NASA’s Next New Frontiers Mission to Titan: Dragonfly

Dragonfly

Image Credit: APL/JHU

NASA has announced that their next destination in the solar system is Titan, Saturn’s organic-rich moon. The New Frontiers spacecraft mission to Titan, named “Dragonfly,” is a rotorcraft, a drone with eight helicopter-like propellers. It will fly through Titan’s dense atmosphere to sample and examine multiple sites across Titan’s surface. Dragonfly will arrive at Titan in the equatorial “Shangri-La” dune fields, which are similar to the dunes in Namibia. Dragonfly will “flex its wings” to longer and longer flights (with analyses at each landing), eventually reaching the Selk impact crater. There, radar data from the Cassini orbiter suggests that there might have been liquid water and might now be complex organic molecules similar to those needed for life-as-we-know-it. The lander will eventually fly more than 108 miles (175 kilometers) – nearly double the distance traveled to date by all the Mars rovers combined.
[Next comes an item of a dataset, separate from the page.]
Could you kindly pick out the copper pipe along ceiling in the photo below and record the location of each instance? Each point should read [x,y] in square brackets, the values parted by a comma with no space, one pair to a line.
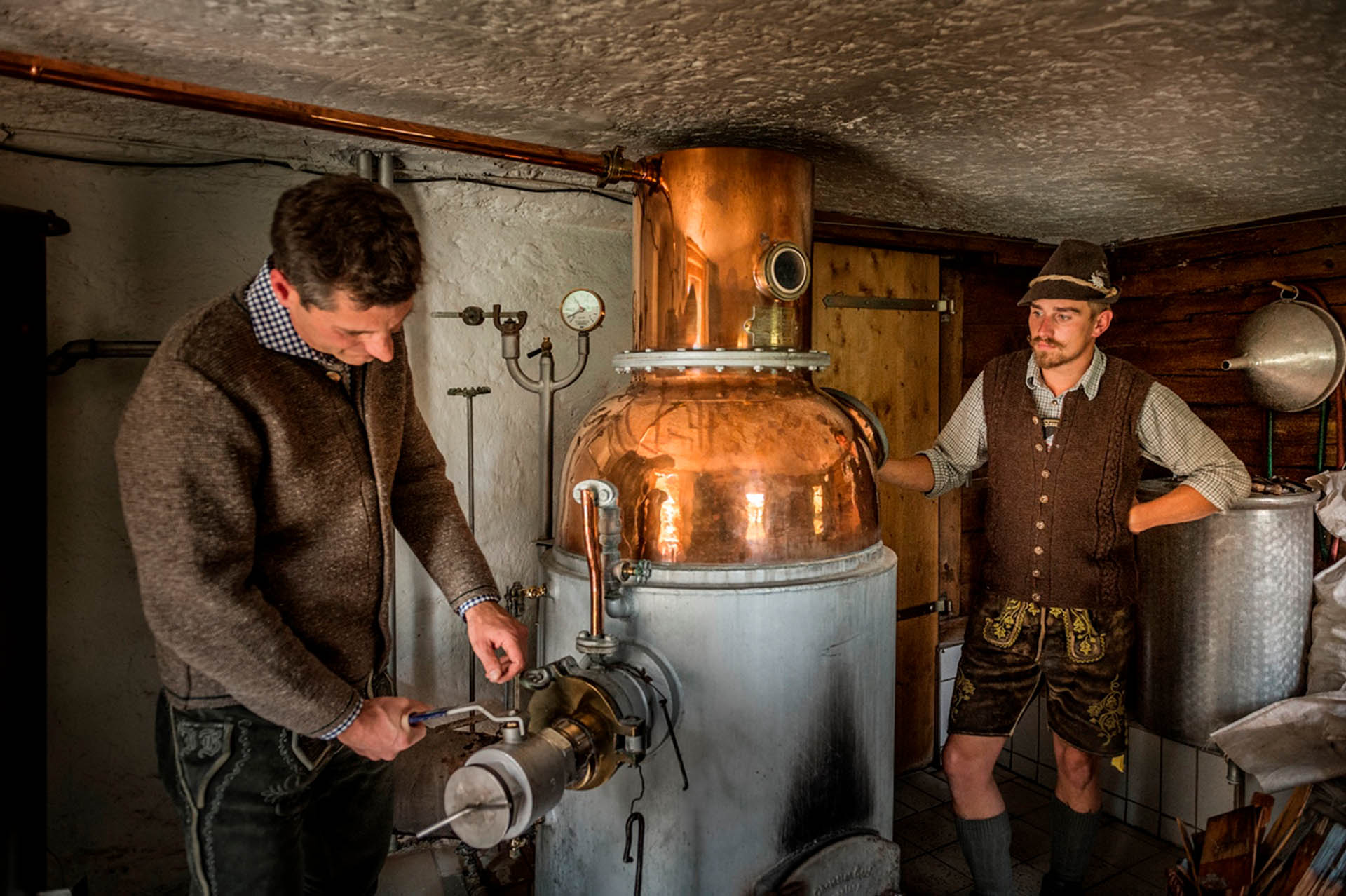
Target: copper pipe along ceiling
[607,167]
[702,231]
Titan is a unique world with rivers, lakes, and even seas of liquid hydrocarbons (ethane and methane) and is the only planetary body in our solar system with a dense atmosphere that is rich in nitrogen and carbon like our own. With one hop per full Titan day (16 Earth days), the rotorcraft of Dragonfly mission will travel from its initial landing site to cover areas several hundred kilometers away during the planned two-year mission, offering a rare opportunity to explore the origins of prebiotic chemistry outside of Earth’s environment. Dragonfly will launch in 2026 and arrive in 2034.